Tuesday, February 02, 2010

haiti

please be in prayer, if you haven't already been, for the people in Haiti. lee and i sponsor a child through World Vision there. His name is Makendy and he is about to turn 16. we haven't heard how he is yet, but i think he was far enough from the earthquake to be okay. however, of course the quake still affects him.
i remember reading over a year ago about how a Haitian mother was making mud pies for her children to eat because they had nothing else. there was a tiny bit of nutrients in it, but really? mud pies.
we are so blessed and don't even know it!
also, there was another article about a woman and her one outfit from haiti. i blogged about it i guess a year ago.
so, please pray for Makendy, and all of the other people and the relief workers that are there. my dad is leaving tomorrow to go for 16 days to work in a hospital outside of Port-au-Prince. he is a pharmacist and will be putting in very long hours i'm sure. he is going as part of Samaritan's purse ministries. please pray for his safety and that he'll be the hands and feet of Christ to these suffering people.

Friday, June 19, 2009

reduce, reuse, recycle.

a friend recently made me realize that these should go in order. i need things spelled out for me sometimes. we are pretty good about recycling. but really that should be your last option. reduce first, reuse when possible, and if you have to, recycle.

Monday, June 15, 2009

what i learned at cvs last weekend

the cashier at cvs had a different kind of accent, so i asked him where he was from. i thought he might have been from brazil. he was from ghana. he asked me what i knew about ghana - i said not much - so he began to give me an education about his country. very interesting. i guess this is what happens when you run errands late at night. people aren't in a rush. there was nobody in line behind me, and a bad thunderstorm going on outside, so i just stood there and learned about ghana. world geography and history and sociology is so much more interesting outside of a book.

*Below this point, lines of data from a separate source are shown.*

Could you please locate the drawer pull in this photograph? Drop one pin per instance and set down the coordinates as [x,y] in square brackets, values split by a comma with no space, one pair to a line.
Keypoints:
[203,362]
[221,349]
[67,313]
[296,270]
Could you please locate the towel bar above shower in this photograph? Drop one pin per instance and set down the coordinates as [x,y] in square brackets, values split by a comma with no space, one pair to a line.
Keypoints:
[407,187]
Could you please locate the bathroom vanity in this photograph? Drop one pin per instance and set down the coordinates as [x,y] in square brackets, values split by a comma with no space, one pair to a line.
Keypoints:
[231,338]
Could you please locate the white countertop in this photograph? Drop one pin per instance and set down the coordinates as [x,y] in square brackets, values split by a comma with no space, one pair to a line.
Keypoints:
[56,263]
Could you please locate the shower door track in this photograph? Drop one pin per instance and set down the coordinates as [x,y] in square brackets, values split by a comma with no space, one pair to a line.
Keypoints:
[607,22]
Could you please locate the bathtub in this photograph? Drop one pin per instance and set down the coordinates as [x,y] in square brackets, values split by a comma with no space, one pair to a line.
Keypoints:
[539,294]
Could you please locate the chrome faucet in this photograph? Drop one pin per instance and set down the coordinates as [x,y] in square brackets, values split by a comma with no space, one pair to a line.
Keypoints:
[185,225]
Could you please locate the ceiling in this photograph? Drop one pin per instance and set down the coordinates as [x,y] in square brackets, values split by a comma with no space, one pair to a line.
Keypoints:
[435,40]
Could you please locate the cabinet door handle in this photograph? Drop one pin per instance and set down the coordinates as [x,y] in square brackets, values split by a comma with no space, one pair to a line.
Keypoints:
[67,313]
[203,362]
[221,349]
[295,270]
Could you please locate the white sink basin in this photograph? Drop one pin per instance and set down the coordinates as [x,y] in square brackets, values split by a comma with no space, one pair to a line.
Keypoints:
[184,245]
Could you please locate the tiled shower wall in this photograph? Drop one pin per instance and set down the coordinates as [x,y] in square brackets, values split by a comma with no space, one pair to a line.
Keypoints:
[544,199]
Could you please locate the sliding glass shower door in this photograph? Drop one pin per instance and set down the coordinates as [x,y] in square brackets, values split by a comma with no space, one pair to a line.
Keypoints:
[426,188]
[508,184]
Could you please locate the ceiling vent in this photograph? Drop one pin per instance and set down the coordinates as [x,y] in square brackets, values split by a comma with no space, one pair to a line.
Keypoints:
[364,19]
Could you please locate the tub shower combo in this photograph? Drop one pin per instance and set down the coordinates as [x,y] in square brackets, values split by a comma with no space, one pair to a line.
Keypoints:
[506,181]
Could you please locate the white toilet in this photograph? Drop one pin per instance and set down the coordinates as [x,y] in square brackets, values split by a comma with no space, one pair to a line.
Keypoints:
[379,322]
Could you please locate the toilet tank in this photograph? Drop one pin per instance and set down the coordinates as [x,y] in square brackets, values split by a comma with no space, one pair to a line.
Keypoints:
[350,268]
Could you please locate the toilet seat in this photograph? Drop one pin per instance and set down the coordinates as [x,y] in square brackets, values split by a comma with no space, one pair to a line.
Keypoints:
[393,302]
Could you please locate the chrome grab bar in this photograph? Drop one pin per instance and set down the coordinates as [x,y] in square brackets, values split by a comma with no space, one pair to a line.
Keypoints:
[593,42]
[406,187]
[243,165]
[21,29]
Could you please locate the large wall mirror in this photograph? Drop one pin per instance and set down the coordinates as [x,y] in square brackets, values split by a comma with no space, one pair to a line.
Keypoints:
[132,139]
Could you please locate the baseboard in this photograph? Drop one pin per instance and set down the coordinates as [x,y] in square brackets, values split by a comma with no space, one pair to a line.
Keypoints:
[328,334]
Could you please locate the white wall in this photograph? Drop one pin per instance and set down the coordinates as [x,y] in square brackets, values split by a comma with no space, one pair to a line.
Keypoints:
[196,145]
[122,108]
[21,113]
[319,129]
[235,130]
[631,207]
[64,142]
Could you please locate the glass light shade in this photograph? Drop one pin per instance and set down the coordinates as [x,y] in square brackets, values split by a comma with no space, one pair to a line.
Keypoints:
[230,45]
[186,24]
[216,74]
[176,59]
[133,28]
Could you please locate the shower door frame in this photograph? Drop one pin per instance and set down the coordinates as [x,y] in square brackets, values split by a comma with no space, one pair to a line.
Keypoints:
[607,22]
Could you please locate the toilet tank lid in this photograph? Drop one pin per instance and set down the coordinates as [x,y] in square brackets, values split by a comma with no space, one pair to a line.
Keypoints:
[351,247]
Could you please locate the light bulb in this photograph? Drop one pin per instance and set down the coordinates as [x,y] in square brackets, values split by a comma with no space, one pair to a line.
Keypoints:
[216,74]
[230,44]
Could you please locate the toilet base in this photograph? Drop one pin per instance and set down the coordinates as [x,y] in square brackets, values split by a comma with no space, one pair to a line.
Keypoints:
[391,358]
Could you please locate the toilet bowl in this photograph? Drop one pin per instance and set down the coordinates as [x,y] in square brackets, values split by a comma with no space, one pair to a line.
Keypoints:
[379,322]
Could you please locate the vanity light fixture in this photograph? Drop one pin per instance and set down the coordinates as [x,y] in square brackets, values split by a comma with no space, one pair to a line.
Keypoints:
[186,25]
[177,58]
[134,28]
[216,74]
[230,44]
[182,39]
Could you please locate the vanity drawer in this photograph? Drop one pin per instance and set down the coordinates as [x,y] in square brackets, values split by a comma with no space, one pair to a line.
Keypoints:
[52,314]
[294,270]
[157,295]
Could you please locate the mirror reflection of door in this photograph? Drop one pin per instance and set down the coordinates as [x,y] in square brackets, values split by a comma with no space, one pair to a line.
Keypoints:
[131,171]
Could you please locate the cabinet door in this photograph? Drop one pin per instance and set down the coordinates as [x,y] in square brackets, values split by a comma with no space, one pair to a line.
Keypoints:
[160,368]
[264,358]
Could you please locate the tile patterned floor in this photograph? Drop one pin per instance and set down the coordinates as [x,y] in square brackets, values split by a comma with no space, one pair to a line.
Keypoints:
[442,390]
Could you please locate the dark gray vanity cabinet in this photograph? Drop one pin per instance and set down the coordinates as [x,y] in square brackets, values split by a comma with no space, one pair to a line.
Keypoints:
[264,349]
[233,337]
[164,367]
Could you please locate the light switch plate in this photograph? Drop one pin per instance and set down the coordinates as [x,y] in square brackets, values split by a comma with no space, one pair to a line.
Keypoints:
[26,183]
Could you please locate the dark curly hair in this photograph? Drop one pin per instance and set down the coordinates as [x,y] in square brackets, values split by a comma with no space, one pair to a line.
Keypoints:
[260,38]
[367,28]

there's gold and diamonds there.
it's on the western coast of africa, so that's where a lot of the slave trade happened. he said it's very hard to talk about there. he says he might see one of his relative here in the states, but would never know because families were separated. sometimes when a child was misbehaving very badly, the parent would sell them to the slave trade. wow! i wonder if they knew what they were really doing to their child.
it is a democracy.
they like the British because they brought the Bible to their country and because of that, there are many Christians there.
they learn the Bible in school and have signs on storefronts that say Jesus Christ Saves, so that no one will have an excuse when the end comes.
many of the surrounding countries were (colonized? i guess) by the French - they did not have a Christian influence. on the weekends, they drink a lot of alcohol.
then he said something interesting - that those people from the other countries know that the people in Ghana are wiser than they are.

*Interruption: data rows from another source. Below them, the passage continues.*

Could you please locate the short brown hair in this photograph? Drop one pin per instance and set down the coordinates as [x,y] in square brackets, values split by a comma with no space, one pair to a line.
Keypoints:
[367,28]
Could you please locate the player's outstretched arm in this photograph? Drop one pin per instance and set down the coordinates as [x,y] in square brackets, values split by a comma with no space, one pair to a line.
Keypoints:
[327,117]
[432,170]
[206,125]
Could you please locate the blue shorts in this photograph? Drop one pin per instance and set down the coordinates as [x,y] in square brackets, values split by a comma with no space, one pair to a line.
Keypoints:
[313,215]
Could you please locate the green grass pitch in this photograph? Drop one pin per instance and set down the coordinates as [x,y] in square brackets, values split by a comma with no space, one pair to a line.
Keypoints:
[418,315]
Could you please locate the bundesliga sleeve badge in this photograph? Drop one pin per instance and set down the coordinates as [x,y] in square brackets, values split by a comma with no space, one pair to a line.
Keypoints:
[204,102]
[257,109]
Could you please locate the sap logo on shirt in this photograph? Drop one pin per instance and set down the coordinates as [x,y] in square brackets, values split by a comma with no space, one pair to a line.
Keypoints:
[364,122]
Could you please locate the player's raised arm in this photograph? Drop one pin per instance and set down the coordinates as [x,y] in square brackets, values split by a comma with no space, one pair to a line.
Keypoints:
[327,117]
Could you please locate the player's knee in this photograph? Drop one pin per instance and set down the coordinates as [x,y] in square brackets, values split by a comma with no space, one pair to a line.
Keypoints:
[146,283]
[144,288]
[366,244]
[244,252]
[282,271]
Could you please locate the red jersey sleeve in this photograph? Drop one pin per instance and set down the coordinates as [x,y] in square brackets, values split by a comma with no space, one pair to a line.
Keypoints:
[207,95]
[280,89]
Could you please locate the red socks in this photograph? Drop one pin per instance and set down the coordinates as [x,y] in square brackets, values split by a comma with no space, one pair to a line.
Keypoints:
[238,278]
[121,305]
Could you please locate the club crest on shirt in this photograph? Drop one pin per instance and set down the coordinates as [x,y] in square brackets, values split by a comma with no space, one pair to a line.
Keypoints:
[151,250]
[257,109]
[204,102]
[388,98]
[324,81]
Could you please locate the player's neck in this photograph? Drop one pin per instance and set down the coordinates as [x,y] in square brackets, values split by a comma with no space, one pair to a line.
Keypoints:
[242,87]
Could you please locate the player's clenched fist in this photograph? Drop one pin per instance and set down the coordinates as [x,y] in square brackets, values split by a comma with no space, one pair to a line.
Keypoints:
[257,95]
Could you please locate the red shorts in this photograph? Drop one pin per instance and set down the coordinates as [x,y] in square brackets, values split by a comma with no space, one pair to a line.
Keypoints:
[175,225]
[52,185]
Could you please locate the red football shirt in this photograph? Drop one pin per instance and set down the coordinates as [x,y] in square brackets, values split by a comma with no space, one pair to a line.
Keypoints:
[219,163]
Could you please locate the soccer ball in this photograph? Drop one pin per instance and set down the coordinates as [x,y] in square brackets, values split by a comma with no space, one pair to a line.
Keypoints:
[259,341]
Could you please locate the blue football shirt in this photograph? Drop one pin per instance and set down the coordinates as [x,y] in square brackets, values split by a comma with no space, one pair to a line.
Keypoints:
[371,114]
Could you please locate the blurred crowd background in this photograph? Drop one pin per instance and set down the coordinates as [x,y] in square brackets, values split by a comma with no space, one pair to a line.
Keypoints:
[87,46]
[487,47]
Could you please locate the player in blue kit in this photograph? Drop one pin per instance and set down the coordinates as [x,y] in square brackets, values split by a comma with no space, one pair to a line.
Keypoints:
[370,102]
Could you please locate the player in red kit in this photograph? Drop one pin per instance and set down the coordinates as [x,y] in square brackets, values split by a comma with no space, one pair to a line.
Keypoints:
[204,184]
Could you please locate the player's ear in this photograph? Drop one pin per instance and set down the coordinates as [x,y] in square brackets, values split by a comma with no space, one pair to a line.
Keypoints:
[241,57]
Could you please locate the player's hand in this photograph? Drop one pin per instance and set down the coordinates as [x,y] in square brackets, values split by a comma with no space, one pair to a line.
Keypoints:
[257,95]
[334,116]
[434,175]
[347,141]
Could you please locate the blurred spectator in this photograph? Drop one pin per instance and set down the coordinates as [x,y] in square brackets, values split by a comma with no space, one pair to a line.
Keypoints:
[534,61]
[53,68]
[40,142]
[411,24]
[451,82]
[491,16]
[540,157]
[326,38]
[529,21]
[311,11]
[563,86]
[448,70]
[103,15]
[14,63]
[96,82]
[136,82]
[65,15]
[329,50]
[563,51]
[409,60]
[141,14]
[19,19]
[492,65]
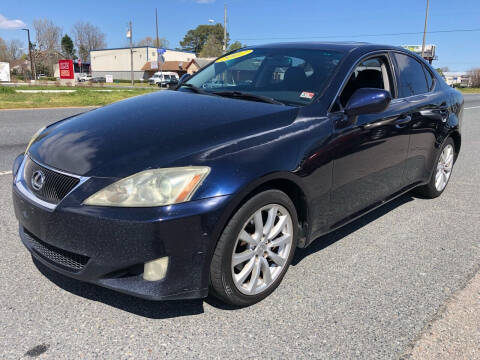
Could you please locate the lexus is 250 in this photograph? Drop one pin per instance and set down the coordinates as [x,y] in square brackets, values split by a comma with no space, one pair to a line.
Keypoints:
[211,187]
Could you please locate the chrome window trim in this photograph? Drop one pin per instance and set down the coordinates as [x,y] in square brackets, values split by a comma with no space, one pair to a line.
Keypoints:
[375,53]
[20,184]
[424,68]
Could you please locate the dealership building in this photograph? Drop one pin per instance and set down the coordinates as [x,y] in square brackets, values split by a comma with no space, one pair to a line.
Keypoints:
[146,61]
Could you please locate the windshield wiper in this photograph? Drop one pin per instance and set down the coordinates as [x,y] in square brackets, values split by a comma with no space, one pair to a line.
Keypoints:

so there's a real life perspective from Ghana.

Wednesday, June 03, 2009

"my one outfit"

i know we've all heard stories like this before, but i know i always need a reminder - a good dose of reality to recognize a need vs. a want.

"Esther Dania, 52, single mother of six, lives with her children in a 12 foot tent the International Red Cross gave her last September. Hurricane Gustav and other storm-related floods killed more than 800 Haitians and left over 1 million homeless. Today the tent is her only possession, along with the clothes she is wearing. 'When my one outfit is dirty, I take it off to wash it and then wear it again.' Dania said."